メルセデス-AMG「GT 4ドアクーペ」は、直列6気筒モデルを狙え

メルセデス-AMGのフラッグシップである「GTクーペ」の4ドアモデルともいえる「GT 4ドアクーペ」に、直列6気筒エンジンを搭載した「GT 53 4MATIC +」がラインナップされた。V型8気筒エンジンではないGTの存在意義とは。

見栄えもよくてちょうどいいのが「GT 53 4MATIC +」

 メルセデス-AMG社の独自開発車両といえば、2シーターの「メルセデス-AMG GT」が思い起こされるが、そのセダン版ともいえるのが「メルセデス-AMG GT 4ドアクーペ(以下AMG GT 4ドアクーペ)」だ。

 AMG GT 4ドアクーペには、4リッターV型8気筒エンジンを搭載した「GT 63 S 4MATIC(以下GT 63 S)」と3リッター直列6気筒エンジンを搭載した「GT 53 4MATIC +(以下GT 53)」、「GT 43 4MATIC+(以下GT 43)」の3つのラインナップがあるが、AMGを積極的に購入検討している人には、じつはGT 53が狙い目だ。

AMGのトップモデルが纏う、縦にルーバーが入ったAMG専用ラジエターグリル

 AMG GT 4ドアクーペでGT 53を推す最大の理由に、車両価格がある。3つのラインナップの車両価格(消費税込)は次のとおりだ。

・GT 43:1198万円
・GT 53:1623万円
・GT 63 S:2397万円

 上位機種になるにつれ、ハイスペック&豪華装備が標準装備になるため、エンジンの違いだけでの価格差ではないことを付け加えておこう。GT 43にGT 53と同程度の装備をオプションで追加すると、さらに200万円ほどプラスとなり、両車の車両価格の差は縮まる。
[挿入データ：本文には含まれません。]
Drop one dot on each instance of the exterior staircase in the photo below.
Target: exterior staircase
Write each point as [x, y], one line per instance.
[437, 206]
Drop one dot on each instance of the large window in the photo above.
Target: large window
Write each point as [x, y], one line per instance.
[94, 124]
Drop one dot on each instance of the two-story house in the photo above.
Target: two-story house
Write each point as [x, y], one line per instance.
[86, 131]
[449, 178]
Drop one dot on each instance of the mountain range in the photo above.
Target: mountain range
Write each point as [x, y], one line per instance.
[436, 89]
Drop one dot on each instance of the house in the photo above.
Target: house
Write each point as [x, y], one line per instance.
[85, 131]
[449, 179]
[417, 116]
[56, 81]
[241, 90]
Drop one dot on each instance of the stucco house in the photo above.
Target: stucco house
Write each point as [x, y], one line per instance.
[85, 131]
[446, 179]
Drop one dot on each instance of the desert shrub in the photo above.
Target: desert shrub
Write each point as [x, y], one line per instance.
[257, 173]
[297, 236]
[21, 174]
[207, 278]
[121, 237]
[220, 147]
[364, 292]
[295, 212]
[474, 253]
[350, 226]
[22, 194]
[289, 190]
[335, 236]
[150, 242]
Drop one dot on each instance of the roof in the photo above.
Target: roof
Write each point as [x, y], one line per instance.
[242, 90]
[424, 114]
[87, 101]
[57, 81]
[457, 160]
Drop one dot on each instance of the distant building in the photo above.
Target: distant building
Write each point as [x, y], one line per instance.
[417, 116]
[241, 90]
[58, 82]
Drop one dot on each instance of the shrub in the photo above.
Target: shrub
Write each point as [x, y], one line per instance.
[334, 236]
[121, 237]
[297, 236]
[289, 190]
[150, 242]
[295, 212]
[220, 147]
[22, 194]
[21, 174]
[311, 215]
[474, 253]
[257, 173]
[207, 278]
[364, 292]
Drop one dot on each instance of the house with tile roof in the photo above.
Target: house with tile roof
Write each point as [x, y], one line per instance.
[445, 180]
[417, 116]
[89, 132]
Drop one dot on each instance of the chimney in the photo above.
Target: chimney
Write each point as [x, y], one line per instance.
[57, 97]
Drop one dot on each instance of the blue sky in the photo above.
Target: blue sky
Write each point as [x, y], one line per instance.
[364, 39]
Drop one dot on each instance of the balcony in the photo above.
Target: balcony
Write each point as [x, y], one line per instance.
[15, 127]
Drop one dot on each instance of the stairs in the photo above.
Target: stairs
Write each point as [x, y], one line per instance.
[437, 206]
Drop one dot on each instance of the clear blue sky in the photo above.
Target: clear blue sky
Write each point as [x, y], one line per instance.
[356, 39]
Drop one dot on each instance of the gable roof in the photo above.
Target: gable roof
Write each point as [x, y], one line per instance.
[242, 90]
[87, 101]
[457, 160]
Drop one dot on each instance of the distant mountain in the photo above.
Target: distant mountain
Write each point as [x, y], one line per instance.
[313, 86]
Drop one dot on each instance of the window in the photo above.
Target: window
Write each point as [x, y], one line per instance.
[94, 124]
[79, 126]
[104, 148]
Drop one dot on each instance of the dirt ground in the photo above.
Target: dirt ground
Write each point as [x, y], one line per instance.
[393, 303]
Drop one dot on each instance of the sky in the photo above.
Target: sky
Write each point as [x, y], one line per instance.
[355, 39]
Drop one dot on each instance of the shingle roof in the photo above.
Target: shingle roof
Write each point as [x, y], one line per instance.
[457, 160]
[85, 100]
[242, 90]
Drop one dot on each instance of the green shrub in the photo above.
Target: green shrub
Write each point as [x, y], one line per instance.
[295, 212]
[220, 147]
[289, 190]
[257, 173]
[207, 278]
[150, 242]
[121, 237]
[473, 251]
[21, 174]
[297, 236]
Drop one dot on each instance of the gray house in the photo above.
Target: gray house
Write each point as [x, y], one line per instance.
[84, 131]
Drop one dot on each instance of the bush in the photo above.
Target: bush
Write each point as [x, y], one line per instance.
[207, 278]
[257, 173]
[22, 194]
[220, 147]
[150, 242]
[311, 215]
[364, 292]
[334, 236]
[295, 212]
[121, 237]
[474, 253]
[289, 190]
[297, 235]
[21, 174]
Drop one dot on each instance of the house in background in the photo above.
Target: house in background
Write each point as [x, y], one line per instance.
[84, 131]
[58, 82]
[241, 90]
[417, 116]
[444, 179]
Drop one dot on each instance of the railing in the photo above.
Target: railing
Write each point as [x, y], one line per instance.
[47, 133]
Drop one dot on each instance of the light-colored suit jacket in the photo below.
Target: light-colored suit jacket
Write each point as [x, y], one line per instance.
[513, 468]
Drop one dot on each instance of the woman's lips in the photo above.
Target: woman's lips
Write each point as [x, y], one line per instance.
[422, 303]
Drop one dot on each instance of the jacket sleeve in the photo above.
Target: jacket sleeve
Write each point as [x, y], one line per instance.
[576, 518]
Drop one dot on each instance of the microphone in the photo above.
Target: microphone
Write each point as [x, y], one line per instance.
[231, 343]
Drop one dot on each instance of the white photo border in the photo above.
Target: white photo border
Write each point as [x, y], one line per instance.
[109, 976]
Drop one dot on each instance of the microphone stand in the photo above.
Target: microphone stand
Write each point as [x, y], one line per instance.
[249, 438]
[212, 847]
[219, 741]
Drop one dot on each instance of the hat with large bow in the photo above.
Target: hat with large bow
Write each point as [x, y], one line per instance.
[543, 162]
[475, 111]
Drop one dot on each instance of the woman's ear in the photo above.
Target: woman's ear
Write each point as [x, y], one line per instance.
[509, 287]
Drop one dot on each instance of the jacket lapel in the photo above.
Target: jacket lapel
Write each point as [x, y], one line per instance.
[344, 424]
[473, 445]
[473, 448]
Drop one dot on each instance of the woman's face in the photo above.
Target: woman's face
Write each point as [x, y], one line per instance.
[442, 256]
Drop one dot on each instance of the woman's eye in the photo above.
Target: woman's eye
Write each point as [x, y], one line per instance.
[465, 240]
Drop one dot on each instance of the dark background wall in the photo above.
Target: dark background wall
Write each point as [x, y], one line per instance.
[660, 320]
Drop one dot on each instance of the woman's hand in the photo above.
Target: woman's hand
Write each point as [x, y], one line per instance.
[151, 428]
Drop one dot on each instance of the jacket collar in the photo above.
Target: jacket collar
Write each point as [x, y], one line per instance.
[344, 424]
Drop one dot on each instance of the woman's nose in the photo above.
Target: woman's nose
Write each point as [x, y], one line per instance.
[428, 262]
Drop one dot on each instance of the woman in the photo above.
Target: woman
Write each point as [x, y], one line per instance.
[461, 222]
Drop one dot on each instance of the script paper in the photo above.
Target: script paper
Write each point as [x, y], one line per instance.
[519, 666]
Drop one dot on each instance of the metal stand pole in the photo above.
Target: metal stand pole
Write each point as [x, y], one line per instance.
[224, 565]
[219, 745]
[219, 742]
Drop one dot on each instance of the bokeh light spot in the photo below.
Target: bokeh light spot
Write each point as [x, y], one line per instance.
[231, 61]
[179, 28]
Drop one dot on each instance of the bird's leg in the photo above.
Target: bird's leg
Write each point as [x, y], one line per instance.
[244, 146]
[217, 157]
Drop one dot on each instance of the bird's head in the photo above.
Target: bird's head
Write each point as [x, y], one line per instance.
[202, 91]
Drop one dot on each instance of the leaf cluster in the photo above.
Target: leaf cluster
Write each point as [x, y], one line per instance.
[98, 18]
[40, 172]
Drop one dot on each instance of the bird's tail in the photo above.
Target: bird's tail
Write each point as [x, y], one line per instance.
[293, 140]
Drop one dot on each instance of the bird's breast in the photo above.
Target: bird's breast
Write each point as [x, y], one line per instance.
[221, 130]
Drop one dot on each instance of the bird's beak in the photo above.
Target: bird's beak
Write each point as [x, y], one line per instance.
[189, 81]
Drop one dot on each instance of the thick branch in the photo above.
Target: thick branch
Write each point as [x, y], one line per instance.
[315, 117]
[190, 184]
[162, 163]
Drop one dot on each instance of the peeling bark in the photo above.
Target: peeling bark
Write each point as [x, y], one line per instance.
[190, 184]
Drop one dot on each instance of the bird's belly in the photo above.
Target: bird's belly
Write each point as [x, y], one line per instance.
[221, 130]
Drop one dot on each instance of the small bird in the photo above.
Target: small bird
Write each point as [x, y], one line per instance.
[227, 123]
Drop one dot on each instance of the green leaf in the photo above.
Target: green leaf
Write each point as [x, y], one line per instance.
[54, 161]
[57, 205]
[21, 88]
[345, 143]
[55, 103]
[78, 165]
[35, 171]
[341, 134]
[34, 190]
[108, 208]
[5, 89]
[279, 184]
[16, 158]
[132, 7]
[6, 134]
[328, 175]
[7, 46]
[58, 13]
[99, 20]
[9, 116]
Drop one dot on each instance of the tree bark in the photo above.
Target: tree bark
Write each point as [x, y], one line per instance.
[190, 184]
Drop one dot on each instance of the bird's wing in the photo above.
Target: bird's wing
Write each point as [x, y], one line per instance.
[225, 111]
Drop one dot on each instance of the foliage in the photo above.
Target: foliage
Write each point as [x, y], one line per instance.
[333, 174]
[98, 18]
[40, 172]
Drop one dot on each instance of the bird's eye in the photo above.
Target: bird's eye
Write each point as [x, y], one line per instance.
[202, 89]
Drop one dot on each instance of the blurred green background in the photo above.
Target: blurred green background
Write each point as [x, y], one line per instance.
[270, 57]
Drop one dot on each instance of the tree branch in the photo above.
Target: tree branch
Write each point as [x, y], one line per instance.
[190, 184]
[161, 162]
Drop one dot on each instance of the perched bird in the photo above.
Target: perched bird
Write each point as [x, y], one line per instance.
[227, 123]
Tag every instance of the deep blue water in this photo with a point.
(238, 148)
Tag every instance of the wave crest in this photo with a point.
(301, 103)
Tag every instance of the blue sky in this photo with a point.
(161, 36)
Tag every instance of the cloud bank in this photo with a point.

 AMG GT 4ドアクーペを選ぶ人は、まずAMG独自のエクステリアデザインを気に入っている人たちだろう。AMGの4ドアクーペならば、「CLS 53 4MATIC」もラインナップにあるが、通常モデルのCLSとの差異は非常にわかりづらくなっている。

 ロングボンネットとふたつのパワードーム、上下方向に細く、幅の広いデザインのマルチビームLEDヘッドライト、縦にルーバーの入ったAMG専用ラジエターグリルなど、あきらかにAMG GTファミリーであることがわかるAMG GT 4ドアクーペは、「AMGを所有している」という満足感を得やすいクルマだ。

 コストパフォーマンスでいえば、GT 43がもっとも優れているように思われるが、AMGモデルを積極的に購入しようという人には、そのネーミングにひとつ大きな落とし穴がある。

 GT 43は直列4気筒エンジンを搭載したA45 Sよりも車格の上では格上なのだが、直列6気筒エンジンを搭載したGT 43の方が、ネーミングでは格下に見えるという矛盾である。
 
 A 45 Sは421馬力、GT 43は367馬力であるので、そもそもエンジン屋であるAMGとすれば当然のネーミングだろう。むしろA45 Sがいかに凄いクルマであるかという証明でもある。

 しかし、AMGのフラッグシップたるGTのセダン版として見ると、A 45 Sより格下に思われるのは心外だ。AMGを積極的に選ぶ人にとっては、このAMGファミリー内でのヒエラルキーは非常に大切なのだ。

 じつはGT 43とは、同門ではメルセデス・ベンツ「CLS 450 4MATICスポーツ」(車両価格1079万円)やポルシェ「パナメーラ4」(1283万3333円)などを購入検討している人にとっての競合車種であって、最初からAMGを指名買いする人が選ぶクルマではない、と考えるほうが妥当だろう。